Antonio Facciorusso, Stefano Francesco Crinò, Alessandro Fugazza, Silvia Carrara, Marco Spadaccini, Matteo Colombo, Daryl Ramai, Benedetto Mangiavillano, Saurabh Chandan, Paraskevas Gkolfakis, Babu Mohan, Cesare Hassan, Alessandro Repici
Endoscopy 2024; 56(01): 31-40
HIGHLIGHTS
- Comparative diagnostic performance of Endoscopic tissue sampling techniques for subepithelial lesions has limited evidence.
- A systematic literature review was conducted for randomized controlled trials (RCTs) comparing the sample adequacy and diagnostic accuracy of bite-on-bite biopsy, mucosal incision-assisted biopsy (MIAB), endoscopic ultrasound-guided fine-needle aspiration (EUS-FNA), and EUS-guided fine-needle biopsy (FNB). Eight RCTs were included.
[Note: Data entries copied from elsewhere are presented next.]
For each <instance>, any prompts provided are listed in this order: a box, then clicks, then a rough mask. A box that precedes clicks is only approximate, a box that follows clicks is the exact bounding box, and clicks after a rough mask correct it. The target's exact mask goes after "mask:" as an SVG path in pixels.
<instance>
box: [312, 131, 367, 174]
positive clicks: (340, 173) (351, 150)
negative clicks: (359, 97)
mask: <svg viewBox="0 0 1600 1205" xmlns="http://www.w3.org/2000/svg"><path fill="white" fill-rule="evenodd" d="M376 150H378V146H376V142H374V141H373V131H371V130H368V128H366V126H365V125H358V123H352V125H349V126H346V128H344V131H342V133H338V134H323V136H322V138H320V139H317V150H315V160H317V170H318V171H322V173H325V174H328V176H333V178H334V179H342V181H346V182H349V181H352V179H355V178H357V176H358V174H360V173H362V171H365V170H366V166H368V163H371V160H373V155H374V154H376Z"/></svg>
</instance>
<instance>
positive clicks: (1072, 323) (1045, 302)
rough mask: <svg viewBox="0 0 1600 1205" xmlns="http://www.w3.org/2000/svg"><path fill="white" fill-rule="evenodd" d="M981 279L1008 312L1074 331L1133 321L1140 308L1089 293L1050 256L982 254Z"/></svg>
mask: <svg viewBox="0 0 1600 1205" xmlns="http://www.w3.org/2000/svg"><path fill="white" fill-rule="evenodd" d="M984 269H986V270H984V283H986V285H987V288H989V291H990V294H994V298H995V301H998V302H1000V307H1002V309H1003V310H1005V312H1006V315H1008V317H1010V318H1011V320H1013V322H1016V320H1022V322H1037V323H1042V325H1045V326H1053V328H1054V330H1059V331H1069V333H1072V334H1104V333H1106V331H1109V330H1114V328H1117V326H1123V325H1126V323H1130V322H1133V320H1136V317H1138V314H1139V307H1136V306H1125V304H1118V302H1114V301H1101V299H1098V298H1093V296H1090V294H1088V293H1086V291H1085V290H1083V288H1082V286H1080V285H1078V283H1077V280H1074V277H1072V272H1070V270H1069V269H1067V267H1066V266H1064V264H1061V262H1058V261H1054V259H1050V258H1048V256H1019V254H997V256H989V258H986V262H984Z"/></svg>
- EUS-FNB was significantly superior to EUS-FNA in terms of sample adequacy (RR 1.20), whereas none of the other techniques significantly outperformed EUS-FNA.
- EUS-FNB appeared to be the best technique (SUCRA 0.90) followed by MIAB (SUCRA 0.83), whereas bite-on-bite biopsy showed the poorest performance. For lesions <20 mm, MIAB, but not EUS-FNB, showed significantly higher accuracy rates compared with EUS-FNA (RR 1.68; SUCRA 0.86 for adequacy and 0.91 for accuracy).
- When rapid on-site cytological evaluation (ROSE) was available, no difference between EUS-FNB, EUS-FNA, and MIAB was observed.
- The authors concluded that EUS-FNB and MIAB appeared to provide better performance, whereas bite-on-bite sampling was significantly inferior to the other techniques. MIAB seemed to be the best option for smaller lesions, whereas EUS-FNA remained competitive when ROSE was available.